When she answered, she said police came running into her home without a warrant.

“And I tell them, he’s not here, whoever they looking for and they gonna say, he’s right here, like I was lying, and they went in my son’s room and tased him and hit him but he was asleep in his bed,” Franklin said.

It appears to be a case of mistaken identity. Police were actually searching for the brother of the teen they found in the bedroom of the Bowman Street home.

As a result, Riley High School Senior Deshawn Franklin ended up with a swollen jaw. The family claims Franklin was also shot twice with a stun gun, and an ambulance had to be called when police could not remove one of the probes from the teen’s abdomen.

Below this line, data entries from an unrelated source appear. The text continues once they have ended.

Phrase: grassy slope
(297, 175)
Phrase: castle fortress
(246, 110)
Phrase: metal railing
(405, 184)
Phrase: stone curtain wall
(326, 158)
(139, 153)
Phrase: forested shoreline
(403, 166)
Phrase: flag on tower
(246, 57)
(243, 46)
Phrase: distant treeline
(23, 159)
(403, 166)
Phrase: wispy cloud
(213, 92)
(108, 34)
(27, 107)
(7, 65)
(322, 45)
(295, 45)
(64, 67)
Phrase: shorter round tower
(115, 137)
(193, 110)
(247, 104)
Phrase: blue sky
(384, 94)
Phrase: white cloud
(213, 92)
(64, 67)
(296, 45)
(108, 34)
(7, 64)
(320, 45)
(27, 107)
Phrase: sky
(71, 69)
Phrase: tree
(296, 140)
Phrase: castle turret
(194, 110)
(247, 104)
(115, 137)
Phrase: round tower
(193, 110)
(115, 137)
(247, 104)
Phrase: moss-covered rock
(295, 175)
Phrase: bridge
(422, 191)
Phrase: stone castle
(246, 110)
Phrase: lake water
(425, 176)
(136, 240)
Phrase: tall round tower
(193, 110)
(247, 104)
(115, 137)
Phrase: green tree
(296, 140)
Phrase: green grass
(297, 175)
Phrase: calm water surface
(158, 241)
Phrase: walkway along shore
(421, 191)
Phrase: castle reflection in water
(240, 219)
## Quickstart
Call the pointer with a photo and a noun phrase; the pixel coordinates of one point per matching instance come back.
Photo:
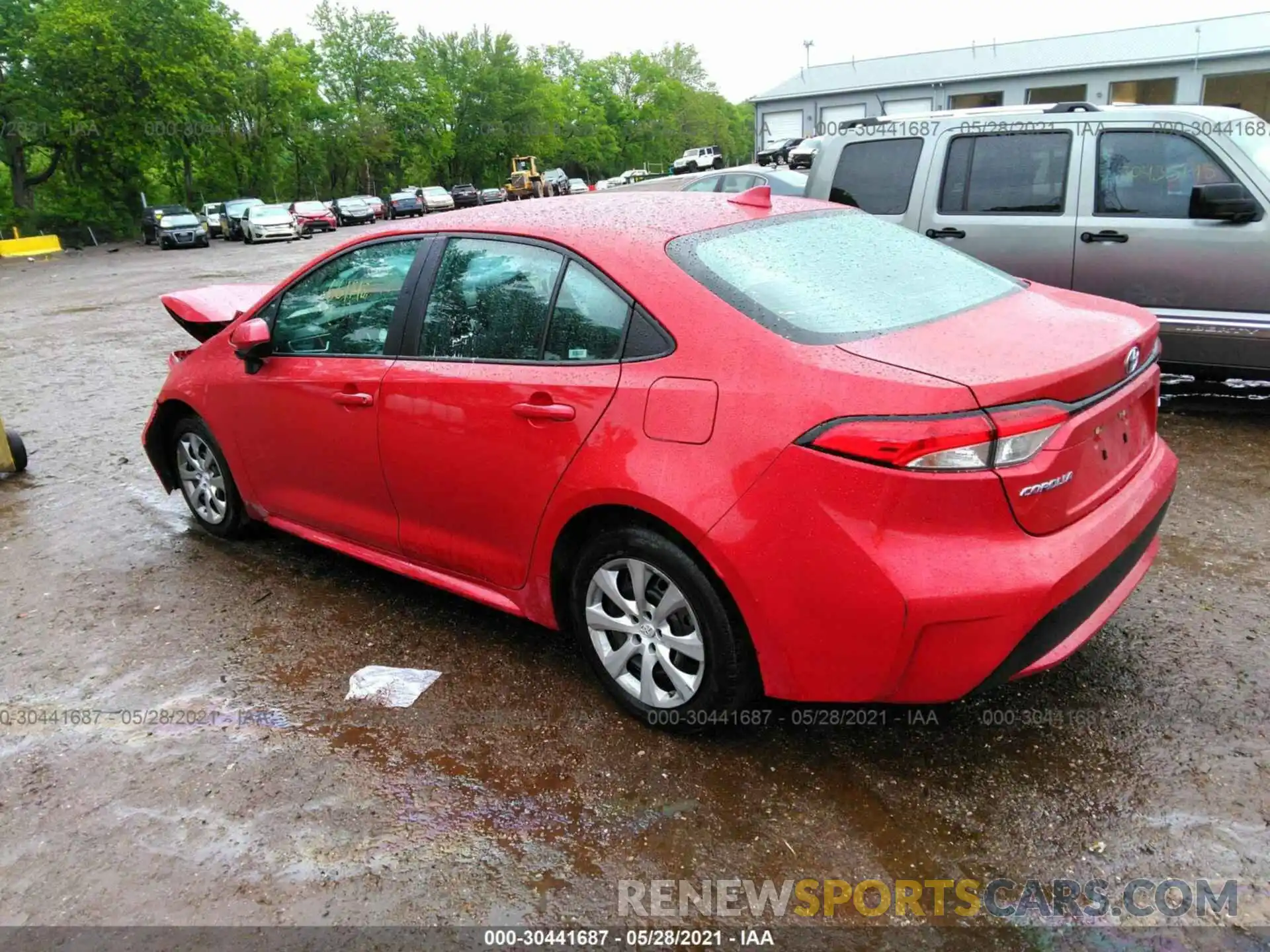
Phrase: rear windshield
(827, 277)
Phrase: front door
(513, 364)
(1007, 198)
(309, 418)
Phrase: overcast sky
(751, 48)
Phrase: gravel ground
(513, 793)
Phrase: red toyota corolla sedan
(734, 444)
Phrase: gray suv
(1162, 207)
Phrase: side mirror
(252, 343)
(1223, 202)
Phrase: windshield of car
(828, 277)
(1254, 139)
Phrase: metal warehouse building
(1222, 61)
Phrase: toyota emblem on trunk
(1130, 361)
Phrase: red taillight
(952, 442)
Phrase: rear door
(505, 374)
(1007, 198)
(308, 420)
(1137, 241)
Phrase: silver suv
(1160, 206)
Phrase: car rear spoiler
(204, 313)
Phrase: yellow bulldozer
(526, 180)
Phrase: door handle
(1091, 237)
(544, 412)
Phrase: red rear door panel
(469, 473)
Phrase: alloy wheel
(646, 633)
(201, 479)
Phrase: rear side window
(588, 319)
(1020, 173)
(876, 177)
(833, 276)
(491, 301)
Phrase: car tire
(17, 450)
(211, 493)
(726, 677)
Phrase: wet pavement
(512, 791)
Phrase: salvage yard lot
(513, 791)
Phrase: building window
(906, 107)
(976, 100)
(876, 177)
(1241, 91)
(1057, 95)
(1006, 175)
(1144, 92)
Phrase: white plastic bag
(389, 687)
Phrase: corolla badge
(1047, 485)
(1130, 360)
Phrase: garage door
(780, 126)
(833, 116)
(906, 107)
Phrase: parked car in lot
(232, 218)
(646, 420)
(211, 216)
(1164, 207)
(465, 196)
(314, 216)
(740, 178)
(403, 205)
(352, 211)
(182, 230)
(153, 215)
(269, 222)
(778, 153)
(802, 155)
(437, 200)
(556, 182)
(698, 160)
(376, 206)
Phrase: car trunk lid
(204, 313)
(1087, 357)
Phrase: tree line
(105, 100)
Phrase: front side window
(876, 177)
(345, 307)
(588, 319)
(1151, 175)
(489, 301)
(708, 184)
(833, 276)
(1006, 175)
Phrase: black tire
(17, 450)
(730, 680)
(235, 520)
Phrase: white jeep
(698, 160)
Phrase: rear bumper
(919, 589)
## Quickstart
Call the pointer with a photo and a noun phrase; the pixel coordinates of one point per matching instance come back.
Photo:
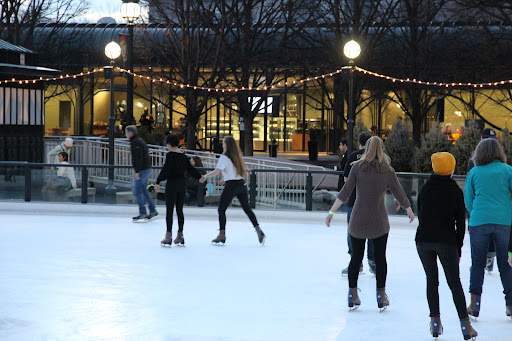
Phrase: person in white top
(66, 172)
(232, 166)
(65, 146)
(65, 178)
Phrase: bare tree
(258, 45)
(191, 45)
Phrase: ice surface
(104, 278)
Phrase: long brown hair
(487, 151)
(235, 154)
(374, 150)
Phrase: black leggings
(235, 188)
(174, 198)
(449, 257)
(381, 266)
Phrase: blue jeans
(480, 236)
(370, 251)
(141, 193)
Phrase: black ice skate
(474, 306)
(436, 328)
(353, 299)
(167, 241)
(382, 299)
(151, 216)
(261, 235)
(139, 219)
(467, 330)
(221, 238)
(180, 241)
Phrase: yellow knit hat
(443, 163)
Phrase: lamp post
(130, 10)
(351, 50)
(112, 51)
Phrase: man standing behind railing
(142, 165)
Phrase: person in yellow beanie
(442, 224)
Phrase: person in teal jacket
(488, 191)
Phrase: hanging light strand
(281, 84)
(50, 79)
(435, 84)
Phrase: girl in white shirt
(232, 166)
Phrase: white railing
(273, 189)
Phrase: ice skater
(175, 166)
(440, 234)
(371, 176)
(232, 166)
(488, 191)
(142, 166)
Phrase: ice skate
(382, 299)
(490, 261)
(141, 218)
(353, 299)
(151, 216)
(261, 235)
(436, 328)
(167, 241)
(467, 330)
(221, 238)
(474, 306)
(371, 265)
(344, 272)
(180, 241)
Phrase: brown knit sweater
(369, 219)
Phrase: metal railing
(275, 189)
(259, 192)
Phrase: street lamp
(130, 11)
(352, 50)
(112, 51)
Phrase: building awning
(27, 71)
(5, 46)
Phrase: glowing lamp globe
(130, 10)
(112, 50)
(352, 49)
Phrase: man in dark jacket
(142, 166)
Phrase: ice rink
(94, 275)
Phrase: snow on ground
(72, 277)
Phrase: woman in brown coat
(371, 176)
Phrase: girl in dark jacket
(442, 223)
(175, 166)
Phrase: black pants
(379, 253)
(174, 198)
(238, 189)
(449, 257)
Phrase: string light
(268, 87)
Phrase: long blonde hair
(374, 150)
(235, 155)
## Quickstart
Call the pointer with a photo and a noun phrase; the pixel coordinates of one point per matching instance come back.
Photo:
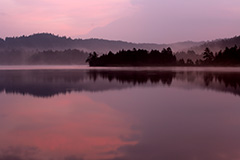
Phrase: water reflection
(119, 115)
(47, 83)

“If they doing this, they gonna kill someone else or hurt someone else, and we need taken off, or fired or something needs to be done,” said Vivian Franklin.

Today, leaders of the community action group, Citizens United for Better Government announced their support for the family.

“We’re involved because it’s been almost four months now, there’s been no word, we can’t access the police report so we don’t know if there’s an investigation or not,” said CUBG President Mario Sims. “Put yourself in this family’s shoes, you’re woke up at 2:00 in the morning by people beating at your door, you answer the door and you got flashlights in your face, and officers with drawn guns, no warrant, pushing themselves into your house, assaulting your child.”

Late today, police department spokesperson Capt. Phil Trent told News Center 16 that an internal investigation into the incident has been completed. Capt. Trent said that the Franklin family’s allegations were “sustained.”

Capt. Trent said no disciplinary action was taken, although “remedial” action was. Capt. Trent says that the officers were ordered to complete additional training.

On the day in question, police were responding to a brutal domestic violence complaint in which the victim was bitten and disfigured. Officers were ordered to immediately arrest the suspect considered dangerous.
Capt. Trent said the police report shows that officers deployed a stun gun once, but that only one of the two probes hit Franklin—indicating that the teen did not receive an electric shock.
While Franklin family members were correct in saying that police would not provide them a copy of the incident report, Capt. Trent explains that the encounter with the Franklins was a small part of the overall report on the domestic violence case, and that state law restricts access to sexual offenses, in order to protect the victim.

Capt. Trent says that officers were chasing a suspect in the domestic violence case when the suspect’s scent was picked up in the yard of the Bowman Street home. That is what lead officers to believe that their suspect was inside.